Pretty much the stuff I left are going to be correct either way.
Just for instance, the issue of whether you should put rent revenue and interest expense under a section called "other revenue/expense" will be dependent partly on the level you're at and the book you're using. Even in the U.S. the first few chapters of a book do not teach this concept of separating this out. For a different country, I don't even honestly know if it should be separated out.
That's just an example. But that is the type of thing I mostly ignored in my second post, because I wasn't sure about your book or if this was for another country. That means if "your way" is different, I can't possibly know what it is. I've said on a couple of items that you need to check your book, and that is all you can do. (We have some people from Australia, but I don't know if they'll take the time to essentially start this from scratch.)
However, most of what I left in the second post is just the way it is. Some of it absolutely, positively is the way it is. Some of it I'm 99% sure of. Meaning, I think you should simply pay attention to those specific items that I reiternated in the second post. (Though you may have to backtrack to the first post for original comments.)

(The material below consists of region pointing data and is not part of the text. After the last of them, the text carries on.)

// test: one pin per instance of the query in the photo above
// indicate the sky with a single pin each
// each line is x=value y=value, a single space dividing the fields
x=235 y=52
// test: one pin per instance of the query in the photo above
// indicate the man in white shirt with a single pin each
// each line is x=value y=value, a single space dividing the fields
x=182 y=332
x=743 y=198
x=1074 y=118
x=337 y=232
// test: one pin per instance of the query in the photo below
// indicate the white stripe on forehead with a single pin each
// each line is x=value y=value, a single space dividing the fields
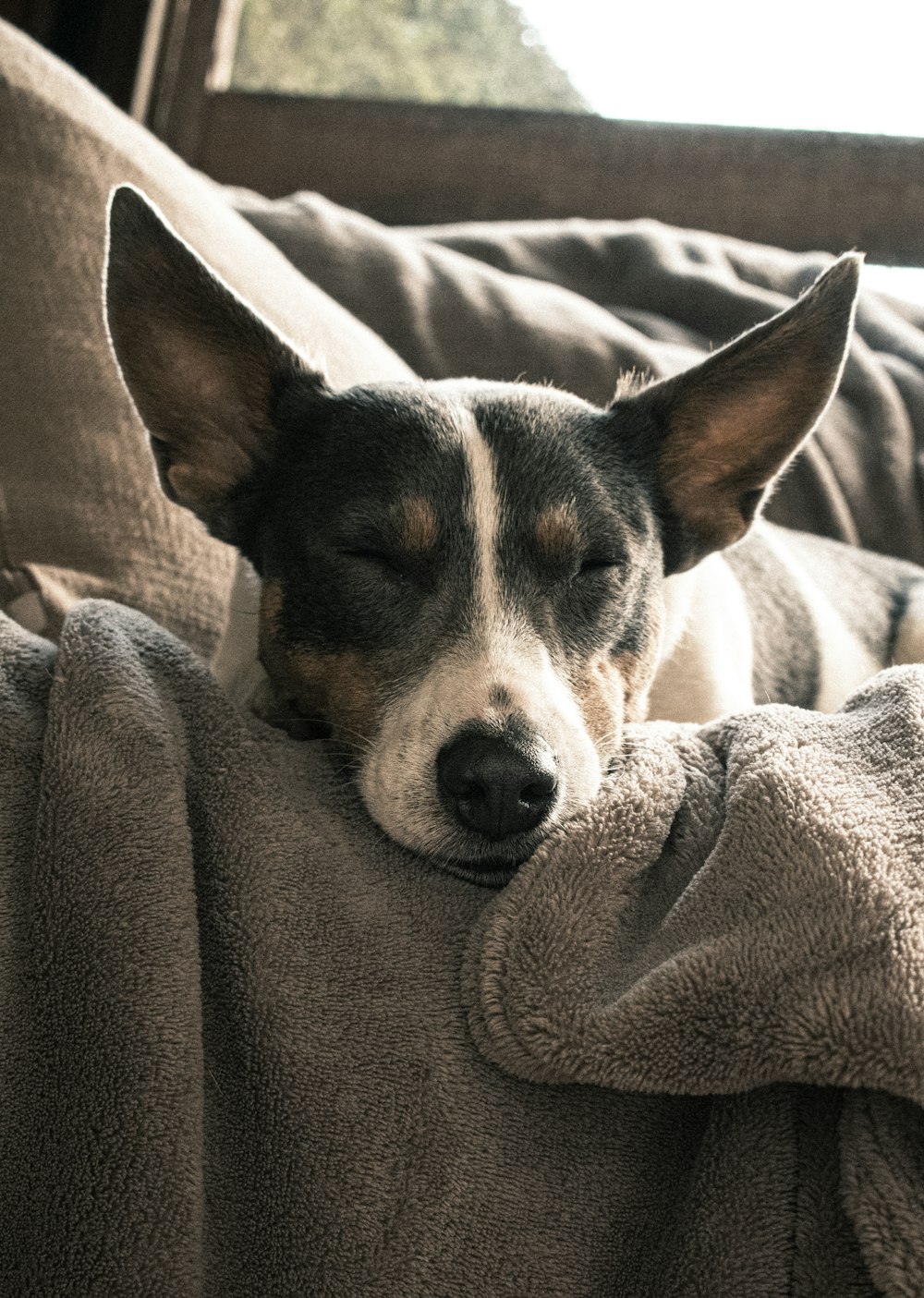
x=484 y=515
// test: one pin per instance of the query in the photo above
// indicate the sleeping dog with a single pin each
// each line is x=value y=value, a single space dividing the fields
x=477 y=584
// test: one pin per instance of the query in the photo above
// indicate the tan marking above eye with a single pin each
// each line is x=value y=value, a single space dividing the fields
x=558 y=531
x=417 y=523
x=342 y=686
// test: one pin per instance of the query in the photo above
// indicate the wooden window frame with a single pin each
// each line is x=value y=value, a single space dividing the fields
x=419 y=163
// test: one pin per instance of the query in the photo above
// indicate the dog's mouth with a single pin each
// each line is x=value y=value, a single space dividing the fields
x=487 y=871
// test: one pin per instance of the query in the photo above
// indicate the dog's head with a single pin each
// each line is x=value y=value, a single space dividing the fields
x=464 y=579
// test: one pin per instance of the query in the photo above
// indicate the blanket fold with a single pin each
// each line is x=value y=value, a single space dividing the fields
x=575 y=303
x=250 y=1048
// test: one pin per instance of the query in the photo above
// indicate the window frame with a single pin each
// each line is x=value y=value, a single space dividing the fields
x=418 y=164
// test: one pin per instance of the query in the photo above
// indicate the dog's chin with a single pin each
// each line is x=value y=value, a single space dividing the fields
x=488 y=871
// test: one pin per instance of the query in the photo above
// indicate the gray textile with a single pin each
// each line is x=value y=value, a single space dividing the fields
x=575 y=303
x=250 y=1048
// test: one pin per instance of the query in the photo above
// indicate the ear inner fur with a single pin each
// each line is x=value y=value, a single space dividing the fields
x=200 y=365
x=731 y=425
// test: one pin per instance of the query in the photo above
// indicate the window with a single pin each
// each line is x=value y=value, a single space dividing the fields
x=272 y=119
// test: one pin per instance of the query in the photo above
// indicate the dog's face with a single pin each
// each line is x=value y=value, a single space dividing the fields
x=464 y=580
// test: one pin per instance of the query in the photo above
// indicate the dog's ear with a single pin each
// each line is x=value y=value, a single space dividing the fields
x=721 y=432
x=202 y=369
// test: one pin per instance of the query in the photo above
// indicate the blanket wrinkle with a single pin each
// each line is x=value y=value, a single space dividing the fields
x=239 y=1061
x=578 y=303
x=795 y=952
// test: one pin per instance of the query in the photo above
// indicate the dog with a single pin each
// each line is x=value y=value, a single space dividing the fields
x=475 y=586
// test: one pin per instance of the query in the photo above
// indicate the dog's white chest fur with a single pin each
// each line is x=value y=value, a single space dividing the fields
x=706 y=656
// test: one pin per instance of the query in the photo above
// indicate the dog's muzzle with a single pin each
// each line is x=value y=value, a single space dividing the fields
x=497 y=785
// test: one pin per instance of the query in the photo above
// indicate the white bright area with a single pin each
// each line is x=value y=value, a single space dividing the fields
x=783 y=64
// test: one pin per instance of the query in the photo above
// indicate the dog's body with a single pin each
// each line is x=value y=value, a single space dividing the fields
x=477 y=584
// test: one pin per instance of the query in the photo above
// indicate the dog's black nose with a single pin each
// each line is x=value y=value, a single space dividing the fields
x=497 y=787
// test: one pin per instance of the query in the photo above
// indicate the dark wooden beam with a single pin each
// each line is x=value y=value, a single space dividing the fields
x=414 y=163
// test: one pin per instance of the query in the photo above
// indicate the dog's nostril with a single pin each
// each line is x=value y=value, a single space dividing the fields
x=496 y=787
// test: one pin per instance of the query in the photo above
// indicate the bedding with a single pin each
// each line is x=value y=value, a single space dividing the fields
x=252 y=1048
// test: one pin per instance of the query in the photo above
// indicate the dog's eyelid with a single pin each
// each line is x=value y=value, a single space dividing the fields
x=387 y=561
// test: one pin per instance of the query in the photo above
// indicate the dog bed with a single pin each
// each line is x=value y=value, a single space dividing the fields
x=250 y=1048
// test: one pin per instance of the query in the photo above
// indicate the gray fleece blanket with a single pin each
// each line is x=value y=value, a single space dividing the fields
x=250 y=1048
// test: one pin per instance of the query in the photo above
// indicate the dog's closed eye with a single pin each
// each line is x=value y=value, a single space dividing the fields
x=381 y=563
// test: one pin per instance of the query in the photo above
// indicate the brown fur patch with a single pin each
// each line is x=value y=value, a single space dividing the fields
x=558 y=529
x=343 y=688
x=417 y=523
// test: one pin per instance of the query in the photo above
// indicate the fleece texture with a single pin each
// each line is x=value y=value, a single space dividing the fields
x=250 y=1048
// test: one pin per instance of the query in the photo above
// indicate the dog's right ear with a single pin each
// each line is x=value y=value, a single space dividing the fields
x=202 y=369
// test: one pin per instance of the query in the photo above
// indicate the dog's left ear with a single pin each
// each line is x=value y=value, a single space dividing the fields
x=722 y=431
x=201 y=366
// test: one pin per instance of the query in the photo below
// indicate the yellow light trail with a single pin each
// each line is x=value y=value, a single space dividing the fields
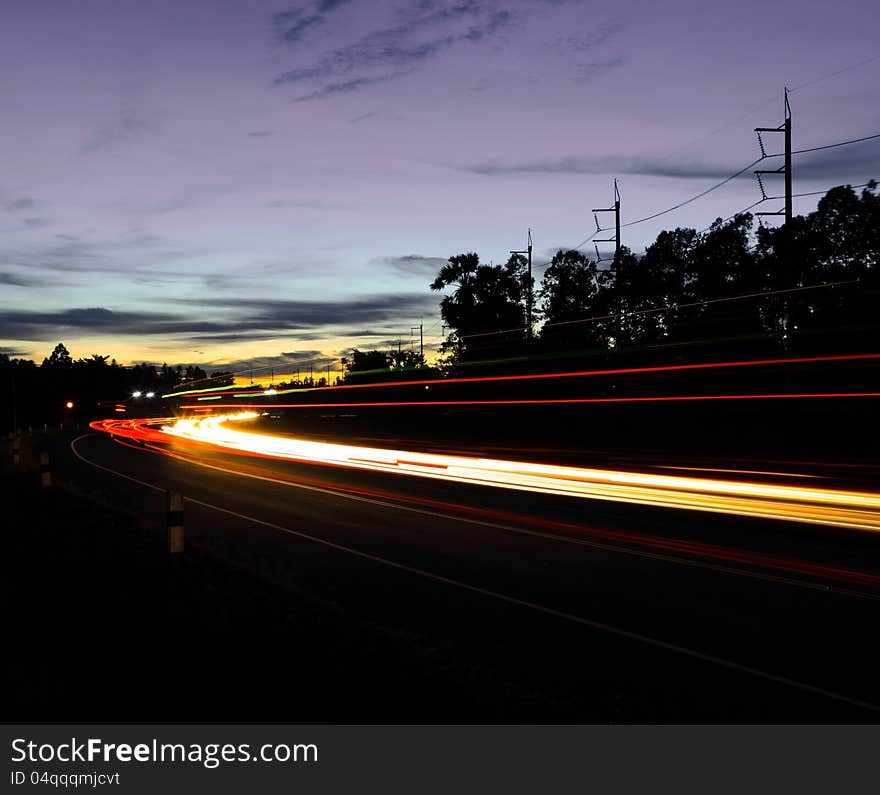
x=851 y=509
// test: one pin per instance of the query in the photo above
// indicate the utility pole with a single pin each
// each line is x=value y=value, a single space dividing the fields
x=615 y=261
x=785 y=128
x=529 y=296
x=616 y=239
x=421 y=340
x=788 y=276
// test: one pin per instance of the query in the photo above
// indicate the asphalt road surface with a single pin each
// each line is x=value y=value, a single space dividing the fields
x=612 y=611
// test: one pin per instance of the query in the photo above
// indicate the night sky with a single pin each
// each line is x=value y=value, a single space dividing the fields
x=253 y=182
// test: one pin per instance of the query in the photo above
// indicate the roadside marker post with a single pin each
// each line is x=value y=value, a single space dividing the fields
x=45 y=474
x=174 y=522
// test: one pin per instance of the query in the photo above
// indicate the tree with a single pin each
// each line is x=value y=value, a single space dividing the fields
x=566 y=301
x=60 y=357
x=485 y=311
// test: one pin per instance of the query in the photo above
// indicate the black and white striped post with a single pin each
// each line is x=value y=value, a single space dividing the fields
x=174 y=522
x=45 y=474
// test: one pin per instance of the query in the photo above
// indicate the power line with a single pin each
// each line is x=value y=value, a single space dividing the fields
x=675 y=307
x=835 y=73
x=829 y=146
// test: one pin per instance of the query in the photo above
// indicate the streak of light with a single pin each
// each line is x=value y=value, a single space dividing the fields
x=741 y=471
x=575 y=374
x=851 y=509
x=542 y=401
x=652 y=546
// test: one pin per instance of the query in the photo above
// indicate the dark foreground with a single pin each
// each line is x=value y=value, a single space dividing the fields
x=255 y=623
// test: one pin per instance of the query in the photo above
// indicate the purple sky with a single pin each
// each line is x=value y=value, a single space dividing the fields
x=224 y=182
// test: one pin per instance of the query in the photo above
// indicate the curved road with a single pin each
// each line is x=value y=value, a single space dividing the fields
x=613 y=611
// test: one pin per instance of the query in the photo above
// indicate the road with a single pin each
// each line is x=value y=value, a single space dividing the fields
x=612 y=610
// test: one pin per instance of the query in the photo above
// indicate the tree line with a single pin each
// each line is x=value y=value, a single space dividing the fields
x=35 y=394
x=738 y=285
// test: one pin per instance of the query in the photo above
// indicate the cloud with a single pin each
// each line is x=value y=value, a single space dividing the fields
x=297 y=315
x=857 y=163
x=284 y=364
x=16 y=280
x=584 y=72
x=116 y=132
x=24 y=203
x=227 y=319
x=36 y=223
x=420 y=32
x=345 y=87
x=415 y=264
x=293 y=26
x=604 y=164
x=364 y=117
x=590 y=40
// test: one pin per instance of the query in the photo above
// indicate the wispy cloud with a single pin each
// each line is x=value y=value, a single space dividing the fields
x=604 y=164
x=223 y=319
x=24 y=203
x=116 y=132
x=294 y=25
x=414 y=264
x=419 y=33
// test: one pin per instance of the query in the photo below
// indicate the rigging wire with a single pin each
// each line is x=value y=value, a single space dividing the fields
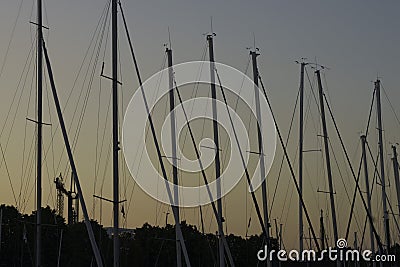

Examples of what I'm referring to:
- Bad debt - the problem says the amount in bad debt is fine as is and not to make an adjustment. I don't care about the book or international differences. The problems says don't make any adjustment. So don't.
- Net income isn't capital. Capital has a beginning balance. If you add net income to it, it changes the balance. Therefore, net income (profit) isn't the same as capital, it adds to capital. Again, your book will not disagree w/this and it has nothing to do with international rules.
- You have 2 notes payables. They should be separated out, one is current and one long-term. The beginning chapters in a book might not bother with long-term debt, but if the problem is giving you dates, it means they want them separated. I don't think there are any international differences on something like that.
That is just examples. But everything I listed in the second post is not related to book differences or international differences (unless I specifically said so), meaning you need to pay attention to them.